Events at the PT Megariamas Sentosa factory (Megariamas) exploded in July 2008 after a relatively insignificant event that involved Megariamas refusing to allow Mr. Abidin, the local shoe, textile and garment workers’ union (SBGTS) representative to attend a training course organised by the Federation of Independent Indonesian Trade Unions (GSBI), to which his union is affiliated.

This despite the fact that Indonesian law mandates that employers offer “trade union leaders the opportunity to participate in trade union activities during their work time.” Abidin, attended anyway, feeling he was fully within his legal rights, but was summarily dismissed.

Workers at this 900-employee Indonesian factory had been manufacturing undergarments for Pierre Cardin for over a decade, when, in August 2008, they filed a report detailing serious workers rights violations at the factory.

When negotiations, workers went on strike. Management retaliated with written warnings to SBGTS member to dissuade them from participating in the strike.

Megariamas refused to negotiate or even meet with union representatives. When Megariamas prohibited striking workers from entering the factory’s premises, the union approached the Department of Labour (DoL), which supported the workers and ordered management to the negotiation tables.

This precipitated a second strike. The conflict reached a climax in November when police and Megariamas security guards violently dispersed 450 striking workers – mostly women – who were demanding that the DoL’s recommendations be enforced. Thirty demonstrators were injured and two were hospitalised.

Management blocked access to the factory and then fired the 450 strikers. They continued to strike, now demanding their reinstatement as well. Many were never reinstated or found new jobs. The DoL sided with the strikers and ordered Megariamas to pay back wages or severance pay as mandated by the law, but to no avail.

Some accepted the financial settlements offered by Megariamas, which were far below what current national legislation stipulated. But they had grown desperate, with unemployment entailing severe financial hardships, leaving them particularly vulnerable to a less than advantageous settlement.

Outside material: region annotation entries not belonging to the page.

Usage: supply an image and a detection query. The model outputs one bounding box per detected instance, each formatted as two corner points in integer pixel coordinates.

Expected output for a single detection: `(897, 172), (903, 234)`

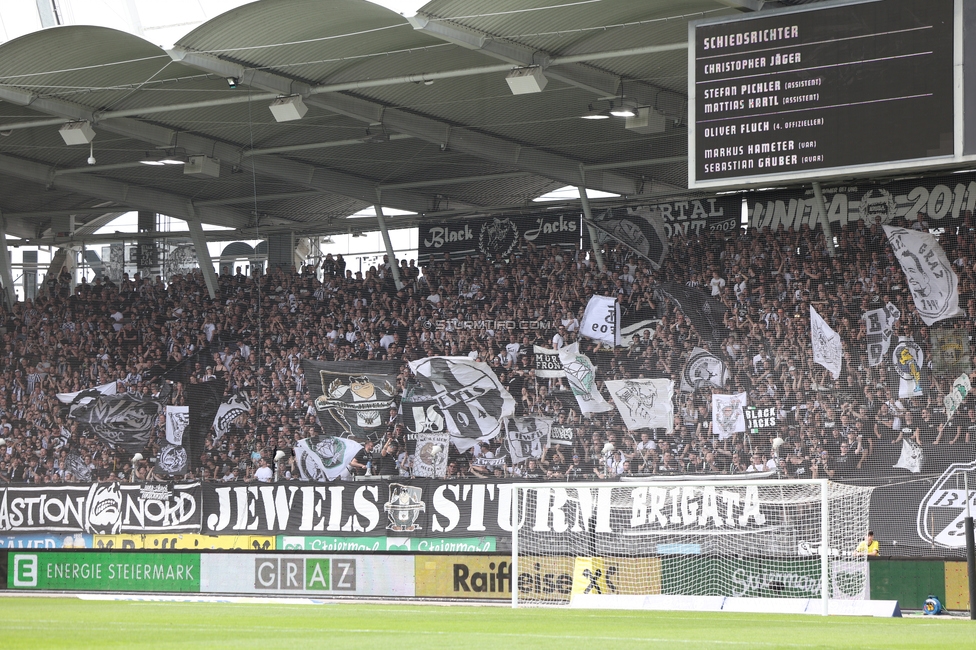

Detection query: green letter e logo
(14, 555), (37, 587)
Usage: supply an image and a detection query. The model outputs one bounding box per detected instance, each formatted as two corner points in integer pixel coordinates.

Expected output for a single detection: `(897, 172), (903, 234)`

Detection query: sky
(0, 0), (427, 46)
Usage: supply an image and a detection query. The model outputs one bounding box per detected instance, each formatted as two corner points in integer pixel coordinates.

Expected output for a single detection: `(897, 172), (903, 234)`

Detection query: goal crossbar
(512, 479), (870, 614)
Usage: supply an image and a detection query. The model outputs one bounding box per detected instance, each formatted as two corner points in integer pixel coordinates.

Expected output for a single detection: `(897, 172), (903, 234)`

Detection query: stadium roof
(0, 0), (824, 243)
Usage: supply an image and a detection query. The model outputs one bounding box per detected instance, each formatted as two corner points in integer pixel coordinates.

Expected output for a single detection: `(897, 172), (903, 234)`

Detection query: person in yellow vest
(855, 530), (880, 556)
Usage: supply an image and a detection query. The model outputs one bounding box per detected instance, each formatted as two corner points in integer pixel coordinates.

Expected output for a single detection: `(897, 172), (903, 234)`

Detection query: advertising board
(688, 0), (962, 188)
(200, 553), (414, 597)
(7, 551), (200, 593)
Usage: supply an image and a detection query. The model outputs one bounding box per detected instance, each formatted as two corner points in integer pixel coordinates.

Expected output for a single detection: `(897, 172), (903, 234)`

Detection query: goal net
(512, 480), (871, 613)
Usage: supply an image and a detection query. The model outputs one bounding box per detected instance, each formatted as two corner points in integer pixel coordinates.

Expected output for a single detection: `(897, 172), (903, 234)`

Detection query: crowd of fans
(0, 209), (976, 484)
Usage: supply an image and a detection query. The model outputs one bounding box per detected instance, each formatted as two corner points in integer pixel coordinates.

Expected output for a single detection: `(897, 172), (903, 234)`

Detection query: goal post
(512, 477), (872, 615)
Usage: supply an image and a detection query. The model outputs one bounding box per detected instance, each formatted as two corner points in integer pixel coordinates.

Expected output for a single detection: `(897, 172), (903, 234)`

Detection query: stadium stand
(0, 205), (976, 484)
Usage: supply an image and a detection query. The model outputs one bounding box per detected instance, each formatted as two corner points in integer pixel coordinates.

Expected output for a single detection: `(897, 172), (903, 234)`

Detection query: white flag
(56, 381), (118, 404)
(607, 379), (674, 433)
(505, 417), (552, 463)
(166, 406), (190, 445)
(884, 226), (966, 325)
(681, 347), (729, 393)
(532, 345), (566, 379)
(861, 302), (901, 366)
(559, 343), (613, 415)
(942, 374), (973, 424)
(213, 393), (251, 441)
(580, 296), (620, 347)
(295, 436), (363, 481)
(810, 305), (844, 379)
(891, 336), (925, 399)
(411, 429), (451, 478)
(712, 393), (747, 440)
(892, 438), (925, 474)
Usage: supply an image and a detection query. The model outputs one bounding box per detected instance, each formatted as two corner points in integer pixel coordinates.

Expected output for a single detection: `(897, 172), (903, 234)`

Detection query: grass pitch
(0, 597), (976, 650)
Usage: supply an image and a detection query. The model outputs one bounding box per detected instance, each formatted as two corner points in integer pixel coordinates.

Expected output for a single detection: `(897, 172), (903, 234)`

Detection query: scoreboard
(688, 0), (962, 188)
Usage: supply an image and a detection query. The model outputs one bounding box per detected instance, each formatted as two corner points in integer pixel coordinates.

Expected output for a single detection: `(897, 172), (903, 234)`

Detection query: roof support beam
(0, 214), (17, 306)
(0, 154), (250, 236)
(186, 205), (217, 300)
(168, 50), (637, 195)
(716, 0), (765, 11)
(407, 14), (688, 119)
(0, 85), (454, 215)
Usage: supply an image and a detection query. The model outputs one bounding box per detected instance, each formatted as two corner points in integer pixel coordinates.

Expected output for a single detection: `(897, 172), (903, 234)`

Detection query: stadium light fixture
(580, 104), (610, 120)
(58, 121), (95, 146)
(505, 65), (549, 95)
(610, 99), (637, 117)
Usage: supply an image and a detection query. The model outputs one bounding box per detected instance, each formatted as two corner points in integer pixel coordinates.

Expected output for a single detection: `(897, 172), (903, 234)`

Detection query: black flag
(68, 384), (169, 453)
(302, 360), (401, 441)
(658, 282), (729, 347)
(183, 377), (224, 471)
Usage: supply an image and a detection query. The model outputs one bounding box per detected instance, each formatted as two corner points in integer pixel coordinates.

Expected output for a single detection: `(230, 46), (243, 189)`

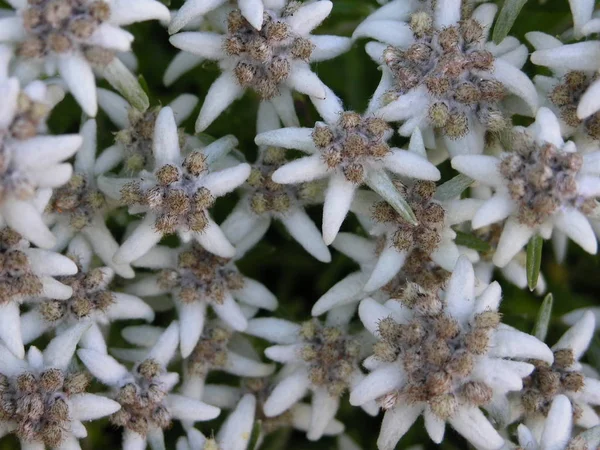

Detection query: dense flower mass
(0, 0), (600, 450)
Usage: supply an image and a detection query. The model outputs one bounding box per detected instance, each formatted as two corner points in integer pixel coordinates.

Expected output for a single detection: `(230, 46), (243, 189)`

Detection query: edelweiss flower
(0, 0), (170, 117)
(354, 0), (538, 156)
(45, 120), (134, 278)
(21, 236), (154, 353)
(517, 395), (600, 450)
(176, 394), (256, 450)
(171, 0), (351, 132)
(98, 107), (250, 264)
(129, 243), (277, 358)
(221, 103), (331, 262)
(0, 228), (77, 358)
(246, 319), (377, 440)
(350, 256), (552, 450)
(512, 311), (600, 437)
(77, 322), (220, 450)
(0, 76), (82, 248)
(255, 89), (440, 245)
(452, 108), (600, 267)
(0, 324), (121, 450)
(94, 89), (200, 176)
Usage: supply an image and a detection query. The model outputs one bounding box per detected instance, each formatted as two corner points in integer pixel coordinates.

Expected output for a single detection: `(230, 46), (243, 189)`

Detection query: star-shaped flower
(171, 0), (351, 132)
(350, 256), (553, 450)
(98, 107), (250, 264)
(452, 107), (600, 267)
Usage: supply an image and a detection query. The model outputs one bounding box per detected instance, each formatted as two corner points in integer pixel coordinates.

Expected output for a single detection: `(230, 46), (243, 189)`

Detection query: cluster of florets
(0, 369), (91, 448)
(312, 112), (391, 184)
(158, 244), (244, 304)
(17, 0), (114, 65)
(372, 181), (445, 255)
(383, 11), (508, 139)
(0, 228), (42, 304)
(121, 152), (214, 234)
(300, 319), (360, 396)
(110, 359), (171, 436)
(374, 283), (500, 420)
(225, 6), (314, 99)
(48, 174), (106, 230)
(499, 132), (596, 226)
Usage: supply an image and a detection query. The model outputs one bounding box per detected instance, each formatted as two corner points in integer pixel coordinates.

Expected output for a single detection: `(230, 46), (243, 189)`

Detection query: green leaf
(527, 235), (544, 291)
(532, 294), (554, 342)
(492, 0), (527, 44)
(434, 173), (474, 202)
(365, 170), (419, 225)
(454, 231), (491, 252)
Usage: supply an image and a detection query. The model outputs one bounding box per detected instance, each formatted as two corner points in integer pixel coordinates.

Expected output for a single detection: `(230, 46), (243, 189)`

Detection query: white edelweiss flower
(170, 0), (351, 132)
(128, 243), (277, 358)
(0, 324), (121, 450)
(517, 395), (600, 450)
(98, 107), (250, 264)
(0, 228), (77, 358)
(45, 120), (134, 278)
(0, 76), (82, 248)
(353, 0), (538, 156)
(94, 89), (201, 176)
(525, 31), (600, 153)
(221, 102), (331, 262)
(245, 314), (378, 440)
(21, 236), (154, 353)
(176, 394), (256, 450)
(255, 88), (440, 245)
(452, 107), (600, 267)
(350, 256), (553, 450)
(77, 322), (221, 450)
(511, 311), (600, 439)
(0, 0), (170, 117)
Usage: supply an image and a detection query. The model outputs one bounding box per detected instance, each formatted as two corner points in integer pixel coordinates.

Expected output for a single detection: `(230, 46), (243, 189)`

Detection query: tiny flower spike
(452, 107), (600, 267)
(512, 311), (600, 437)
(98, 107), (250, 264)
(77, 322), (220, 450)
(0, 76), (82, 248)
(353, 0), (538, 156)
(255, 85), (440, 245)
(246, 312), (377, 440)
(176, 394), (256, 450)
(45, 120), (134, 278)
(171, 0), (351, 132)
(21, 236), (154, 353)
(0, 324), (121, 450)
(0, 228), (77, 358)
(94, 89), (199, 176)
(0, 0), (170, 117)
(221, 103), (331, 262)
(350, 256), (553, 450)
(517, 395), (600, 450)
(128, 243), (277, 358)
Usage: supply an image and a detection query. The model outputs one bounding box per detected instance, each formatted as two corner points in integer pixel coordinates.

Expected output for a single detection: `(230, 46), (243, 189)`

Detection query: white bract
(452, 107), (600, 267)
(350, 256), (553, 450)
(0, 0), (170, 117)
(353, 0), (538, 156)
(170, 0), (351, 132)
(98, 107), (250, 264)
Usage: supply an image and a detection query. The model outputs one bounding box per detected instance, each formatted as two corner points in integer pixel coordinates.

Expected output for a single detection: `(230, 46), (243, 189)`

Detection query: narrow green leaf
(434, 173), (474, 202)
(532, 294), (554, 342)
(365, 170), (418, 225)
(527, 235), (544, 291)
(102, 58), (150, 112)
(492, 0), (527, 44)
(454, 231), (491, 252)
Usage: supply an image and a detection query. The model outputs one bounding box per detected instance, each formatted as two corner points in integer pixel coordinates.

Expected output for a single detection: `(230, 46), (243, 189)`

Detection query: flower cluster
(0, 0), (600, 450)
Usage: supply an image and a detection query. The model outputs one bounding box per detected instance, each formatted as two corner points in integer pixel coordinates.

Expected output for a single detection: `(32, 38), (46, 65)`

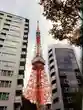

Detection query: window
(4, 46), (16, 49)
(25, 19), (29, 22)
(51, 72), (55, 77)
(0, 92), (9, 100)
(51, 80), (56, 84)
(1, 32), (6, 35)
(4, 23), (10, 26)
(19, 70), (24, 75)
(17, 79), (23, 85)
(0, 80), (11, 87)
(25, 24), (29, 26)
(6, 19), (11, 22)
(23, 37), (28, 40)
(0, 70), (13, 76)
(52, 88), (57, 93)
(3, 28), (9, 31)
(23, 42), (27, 46)
(0, 106), (7, 110)
(50, 65), (54, 71)
(48, 49), (52, 53)
(0, 17), (3, 19)
(24, 32), (28, 35)
(21, 54), (26, 58)
(67, 97), (72, 103)
(7, 15), (12, 18)
(0, 13), (4, 15)
(0, 44), (3, 47)
(0, 38), (4, 41)
(20, 62), (25, 66)
(22, 48), (27, 52)
(53, 97), (59, 103)
(49, 59), (54, 64)
(16, 90), (22, 96)
(2, 52), (16, 56)
(49, 54), (53, 58)
(69, 108), (74, 110)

In February 2009, the dismissed workers decided to take their case to court.

Action

On 16 June 2009, the CCC urged supporters to send a message to Pierre Cardin demanding that it ensure that Megariamas’ workers who produce undergarments for Cardin be treated in a dignified manner as per established national and international human and workers rights.

The CCC contacted Pierre Cardin’s headquarters in Paris and detailed a list of workers rights violations at Megariamas. The CCC also reminded Cardin of its numerous appeals to address the issues and live up to its corporate social responsibilities, which includes ensuring that its garments manufactured by subcontractors, via its licensees, be produced in conditions that respect basic human rights. Cardin initially argued that it had no direct contractual relationship with Megariamas and thus was not directly responsible for the poor working conditions.

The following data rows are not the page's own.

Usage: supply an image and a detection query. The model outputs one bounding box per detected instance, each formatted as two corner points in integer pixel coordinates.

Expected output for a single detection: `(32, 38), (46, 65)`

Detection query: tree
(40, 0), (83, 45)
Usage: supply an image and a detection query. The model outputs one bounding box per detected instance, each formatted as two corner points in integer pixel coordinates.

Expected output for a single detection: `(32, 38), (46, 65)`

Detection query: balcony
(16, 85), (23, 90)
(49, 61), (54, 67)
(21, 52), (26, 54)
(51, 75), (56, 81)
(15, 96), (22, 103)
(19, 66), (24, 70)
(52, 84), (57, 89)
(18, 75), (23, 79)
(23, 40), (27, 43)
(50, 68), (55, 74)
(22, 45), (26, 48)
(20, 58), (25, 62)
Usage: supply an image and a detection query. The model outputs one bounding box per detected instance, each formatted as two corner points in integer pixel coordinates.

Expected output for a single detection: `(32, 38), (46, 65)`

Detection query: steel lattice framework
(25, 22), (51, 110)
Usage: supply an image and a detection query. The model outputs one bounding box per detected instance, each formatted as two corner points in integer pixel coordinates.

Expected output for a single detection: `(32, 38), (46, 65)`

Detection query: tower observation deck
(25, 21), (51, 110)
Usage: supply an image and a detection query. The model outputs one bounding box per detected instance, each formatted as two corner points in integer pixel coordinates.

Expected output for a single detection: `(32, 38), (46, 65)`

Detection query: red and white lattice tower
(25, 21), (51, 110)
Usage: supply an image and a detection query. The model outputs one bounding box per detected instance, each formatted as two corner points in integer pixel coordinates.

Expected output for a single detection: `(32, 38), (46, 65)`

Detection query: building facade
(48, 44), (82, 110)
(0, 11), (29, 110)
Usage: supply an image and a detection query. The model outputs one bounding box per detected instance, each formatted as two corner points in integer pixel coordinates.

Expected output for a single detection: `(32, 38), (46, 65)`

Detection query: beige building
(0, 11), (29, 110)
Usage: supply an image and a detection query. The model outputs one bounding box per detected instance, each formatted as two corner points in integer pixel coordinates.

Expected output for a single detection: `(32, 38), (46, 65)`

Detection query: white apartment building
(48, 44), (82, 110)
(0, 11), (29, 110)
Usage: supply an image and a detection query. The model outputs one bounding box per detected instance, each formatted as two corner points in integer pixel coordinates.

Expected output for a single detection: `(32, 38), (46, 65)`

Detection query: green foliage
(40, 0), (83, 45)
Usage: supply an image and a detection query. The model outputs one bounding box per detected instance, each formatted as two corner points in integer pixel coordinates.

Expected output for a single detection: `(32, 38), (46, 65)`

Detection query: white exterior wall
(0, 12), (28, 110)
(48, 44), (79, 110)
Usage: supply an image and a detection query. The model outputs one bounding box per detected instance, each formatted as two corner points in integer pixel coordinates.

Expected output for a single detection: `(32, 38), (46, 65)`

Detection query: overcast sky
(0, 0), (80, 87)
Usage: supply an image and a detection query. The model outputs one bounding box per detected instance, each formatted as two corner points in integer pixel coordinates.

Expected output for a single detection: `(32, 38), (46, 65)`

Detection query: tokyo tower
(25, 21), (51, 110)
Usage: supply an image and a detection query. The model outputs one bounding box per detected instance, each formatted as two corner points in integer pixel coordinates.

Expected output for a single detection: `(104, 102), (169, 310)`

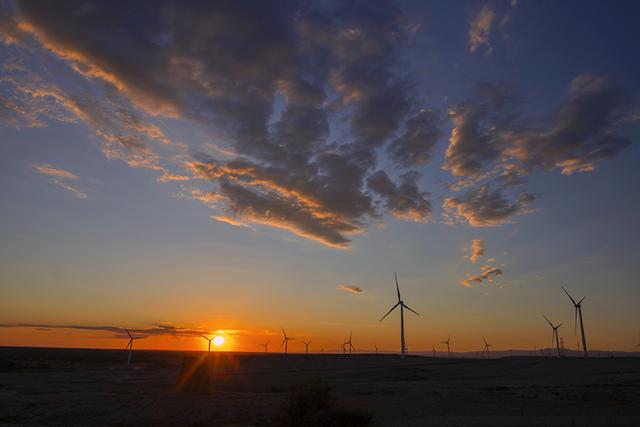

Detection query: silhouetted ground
(0, 348), (640, 426)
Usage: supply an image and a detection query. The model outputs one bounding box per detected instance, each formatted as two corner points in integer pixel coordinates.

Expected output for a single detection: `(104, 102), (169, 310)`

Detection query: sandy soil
(0, 348), (640, 426)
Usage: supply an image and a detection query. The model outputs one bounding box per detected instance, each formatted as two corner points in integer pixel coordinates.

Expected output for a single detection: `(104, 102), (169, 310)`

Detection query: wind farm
(0, 0), (640, 427)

But after Cardin received literally thousands of protest letters from concerned French consumers and citizens, Cardin contacted its licensee in Singapore and claimed that this intermediary had interceded on Cardin’s behalf, requesting that Megariamas resolve the conflict satisfactorily. However, several months later, workers had still not noticed any palpable progress. Megariamas claimed it was never contacted by anyone.

As the situation deteriorated, the CCC launched a new letter-writing appeal in 2009 to display international solidarity with the Megariamas workers and demanded that Cardin contact Megariamas to demand reinstatement the dismissed workers with back pay including Mr. Abidin and, for those not reinstated, provide a full severance package.

Background

Pierre Cardin has, since the company’s inception in 1950 in Paris, always been considered one of the world’s leading fashion houses. With an annual turnover exceeding $2 billion, and a workforce of 200,000 who work either directly or indirectly for Cardin, It is internationally renowned as one of the most successful fashion brands.

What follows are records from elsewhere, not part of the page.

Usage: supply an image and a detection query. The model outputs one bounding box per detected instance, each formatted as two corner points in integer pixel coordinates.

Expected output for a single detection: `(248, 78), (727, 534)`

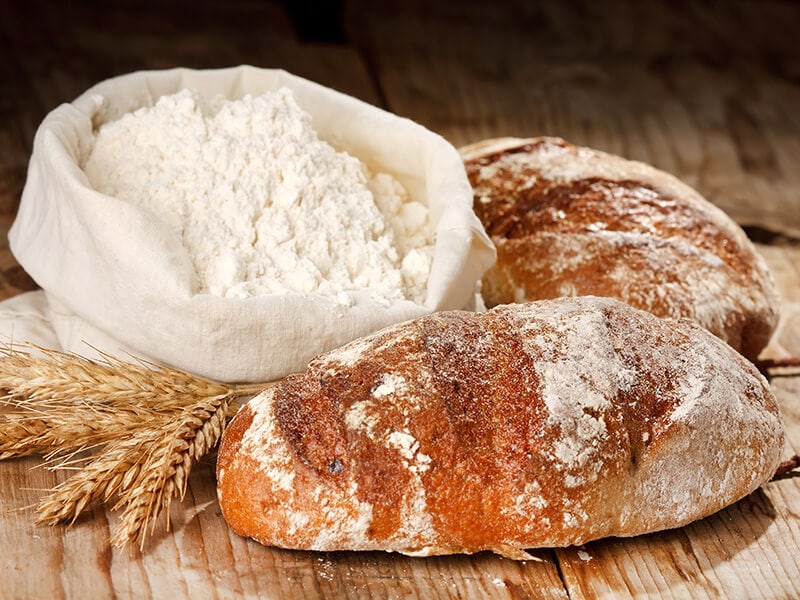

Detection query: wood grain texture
(0, 0), (800, 600)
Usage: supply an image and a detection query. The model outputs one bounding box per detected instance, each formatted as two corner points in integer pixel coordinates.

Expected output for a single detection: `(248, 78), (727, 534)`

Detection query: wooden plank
(349, 1), (800, 237)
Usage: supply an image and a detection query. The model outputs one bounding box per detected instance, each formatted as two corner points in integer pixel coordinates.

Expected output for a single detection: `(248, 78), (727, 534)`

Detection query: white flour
(83, 88), (433, 304)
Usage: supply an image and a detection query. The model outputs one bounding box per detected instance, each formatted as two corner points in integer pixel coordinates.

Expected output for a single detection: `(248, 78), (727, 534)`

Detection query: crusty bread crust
(217, 297), (783, 558)
(461, 138), (779, 360)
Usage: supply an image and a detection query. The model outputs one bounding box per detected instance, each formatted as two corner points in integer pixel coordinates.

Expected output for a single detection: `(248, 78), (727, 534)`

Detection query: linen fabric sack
(0, 66), (494, 382)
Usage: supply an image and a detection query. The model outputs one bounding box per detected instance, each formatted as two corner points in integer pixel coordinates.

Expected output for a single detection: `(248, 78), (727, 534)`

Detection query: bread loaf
(461, 138), (778, 360)
(217, 297), (783, 558)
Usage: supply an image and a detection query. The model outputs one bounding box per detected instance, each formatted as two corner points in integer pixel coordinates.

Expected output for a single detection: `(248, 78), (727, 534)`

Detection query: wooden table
(0, 0), (800, 600)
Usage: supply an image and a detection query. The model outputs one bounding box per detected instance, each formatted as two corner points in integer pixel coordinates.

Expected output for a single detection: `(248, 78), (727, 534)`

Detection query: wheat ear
(0, 345), (266, 547)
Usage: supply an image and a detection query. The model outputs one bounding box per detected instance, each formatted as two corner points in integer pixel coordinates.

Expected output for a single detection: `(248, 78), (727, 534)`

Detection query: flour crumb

In 1960, Pierre Cardin introduced the novel concept of corporate licensing. The company has since issued some 900 licenses in no fewer than 140 countries, from which it derives millions of euros in royalties annually. Yet cardin refuses to take actions that will ensure that its licensed products are manufactured in decent working conditions as per by national and international standards?

Outcome

This case was successfully resolved.

In August 2009, the Industrial Relation Court’s decreed that Megariamas reinstate 412 of the workers to their former positions and pay the Idol Fitri Allowance as well as back wages.

However, Megariamas appealed the decision at the Supreme Court level. In October, 395 of the dismissed workers were still demanding reinstatement.

In February 2010, Rumours began circulating that Megariamas was planning to close the factory with 200 demonstrators still demanding reinstatement.

But a settlement was reached in June 2010, when workers signed a separation agreement with management withdrew their complaints, and managed agreed to drop its case against the workers.